I had been waiting for your take and was wondering why it took so long 😁 .Thank you. Excellent
Thanks Gustave and hope you enjoyed!
Great video. Really only the 2nd video I've seen that isn't misrepresenting what the article actually says to support some "monoliths are back" or "amazon went back to monoliths" narrative. It was very disappointing seeing some distinguished/notable software developers misrepresenting what actually happened (at the same time, I was also confused if I missed something).
Thank you! I've been waiting for this video 🙌🏼
Hope you enjoyed!
Thanks a lot!
You might want to improve the colors used to write, red is not that clearly visible.
Thanks Luis! Definitely will fix for next time.
Good explanation,
Wise analysis of the case study.
Totally agree with your opinion (even before watching the video).
However, the red color sucks in the black background 😅 (yellowor orange could be better)
Thanks Driss! I know the red was so bad! For some reason the pen width was smaller and I didn't realize it until afterwards :( Live and learn.
Many of the issues are caused by CTOs that forces a specific technology on all of their backend systems, when they should in stead use the right technology and implementation for each of the use cases.
As always, great video.
Thank you.
BTW, what is the tool that you are using for the handwritten note?
Thanks Pramesh! I'm using OneNote.
@@BeABetterDev OneNote!! Wow !! You have a great handwriting !!
Thank you!
Step function is a bad product. Amazon prime team just chose wrong service and it doesn't mean serverless is bad and monolithic is good in terms of cost.
Yeah half of those shiny services and dev tools from all the cloud providers are dog shit except the traditional services
Red colour is not clearly visible
i see it good in a ultrawide screen
Great breakdown. Thank you. Reminded me of Khan Academy. What do you use to draw on the screen like that?
Hi Alex, I used OneNote and a drawing tablet.
Right on!! Awesome video
Lol, felt like I’m watching khan academy for Aws. Really like the format!

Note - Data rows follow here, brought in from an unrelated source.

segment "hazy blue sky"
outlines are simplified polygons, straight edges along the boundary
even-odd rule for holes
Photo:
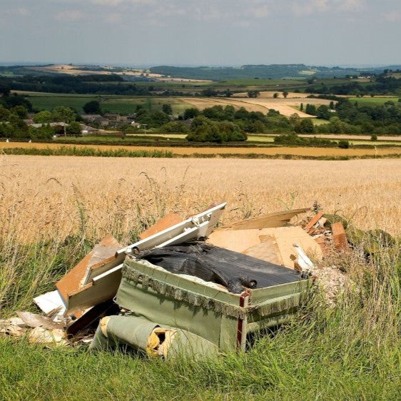
[[[401,0],[0,0],[0,62],[401,64]]]

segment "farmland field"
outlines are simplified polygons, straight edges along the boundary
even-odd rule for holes
[[[132,243],[170,210],[184,218],[225,200],[229,223],[314,204],[357,227],[401,234],[400,160],[3,155],[0,187],[1,317],[37,313],[32,298],[54,290],[100,238],[112,233]],[[256,338],[247,353],[215,360],[1,337],[0,398],[397,400],[400,267],[391,250],[370,262],[357,251],[329,254],[316,271],[333,283],[331,296],[338,288],[334,304],[319,286],[290,323]]]
[[[286,205],[310,206],[316,200],[330,212],[355,213],[355,223],[363,228],[380,224],[394,234],[401,233],[400,160],[204,159],[199,163],[196,159],[5,156],[0,168],[0,182],[6,189],[1,214],[6,221],[2,227],[12,223],[15,233],[25,240],[45,232],[50,236],[71,234],[78,224],[76,202],[85,206],[94,230],[91,235],[116,230],[126,240],[130,221],[138,218],[137,213],[144,220],[168,210],[185,215],[223,200],[229,203],[226,222]],[[293,198],[291,193],[295,194]],[[137,202],[143,204],[140,210],[133,207]],[[11,215],[4,213],[10,208]]]
[[[34,108],[52,110],[57,106],[71,107],[81,113],[82,107],[88,101],[101,102],[103,112],[129,114],[135,112],[136,106],[143,106],[153,111],[161,110],[163,103],[170,104],[178,115],[191,105],[176,98],[135,97],[120,96],[71,95],[68,93],[41,93],[39,92],[19,92],[28,96]]]
[[[359,106],[380,106],[387,101],[392,101],[397,104],[398,103],[397,96],[375,96],[373,98],[365,96],[363,98],[349,98],[350,101],[352,102],[357,102]]]
[[[301,103],[304,105],[307,103],[314,105],[326,104],[330,102],[326,99],[310,98],[179,98],[186,103],[188,103],[202,110],[206,107],[213,106],[233,106],[235,108],[244,107],[248,111],[260,111],[265,114],[270,108],[280,111],[281,114],[289,117],[297,113],[300,117],[310,117],[309,114],[299,111],[296,107],[299,107]]]
[[[290,147],[290,146],[273,146],[271,147],[170,147],[170,146],[136,146],[124,145],[83,145],[83,144],[59,144],[49,143],[28,143],[28,142],[1,142],[0,150],[4,148],[40,148],[40,149],[58,149],[61,146],[76,148],[94,148],[100,151],[112,151],[116,149],[126,149],[127,151],[171,151],[175,155],[195,156],[196,155],[293,155],[294,156],[307,157],[346,157],[346,156],[385,156],[386,155],[401,154],[401,147],[380,148],[357,149],[348,148],[340,149],[337,148],[313,148],[313,147]]]
[[[248,111],[260,111],[265,114],[269,108],[280,111],[281,114],[290,116],[297,113],[300,117],[310,117],[308,114],[299,111],[301,103],[304,106],[309,103],[315,106],[328,105],[330,101],[318,98],[305,98],[303,93],[292,93],[288,98],[279,97],[273,98],[272,92],[265,92],[260,98],[206,98],[206,97],[156,97],[156,96],[96,96],[73,95],[64,93],[42,93],[39,92],[19,92],[26,95],[34,108],[39,110],[52,110],[56,106],[71,107],[78,112],[82,112],[83,105],[92,100],[101,102],[101,107],[104,112],[128,114],[135,112],[136,106],[141,105],[146,108],[160,110],[163,103],[168,103],[173,108],[175,115],[182,113],[186,108],[198,107],[203,109],[213,106],[233,105],[235,108],[245,107]],[[298,96],[297,97],[295,97]]]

Thank you for the feedback!
Nevertheless, it is not monolith since it uses separate services for partners’ upload and customer download ;) *nonsense*: it is same as discussing “why Windows is monolith”. Both terms, “monolith” and “serverless”, are not applicable to the platform providing these design patterns out of the box.
Senior engineer at Amazon here. I generally dislike comments that may be perceived as negative, but I do believe we are using the wrong terminology here. This service didn’t switch from “serverless to monolith”. They switched from distributed microservices to monolith which isn’t the same thing. In fact, many of the components of the current infrastructure of this service (S3, SNS, CloudWatch, IAM, etc) are serverless. Others are not.
Just like you can have self-hosted microservices, you can also have a monolith built on serverless technologies. E.g: using Fargate on top of ECS. This is a hosted monolith that uses some serverless components.
It’s also important to highlight that the tradeoffs for using these technologies internally are somewhat different from using them externally.
Side note: the description is linking to the wrong article.
Yeah, the redesign is not a monolith. The whole argument is absurd.
First, title is a huge click bait.
Second, they still use serverless for several operations.
Third, serverless is not the only way to implement microservices.
Fourth, they turned a solution based on distributed serverless functions into a service, which can perfectly be considered as a microservice itself.
I hope they lay off whatever's left of the Amplify team and let that trash heap die.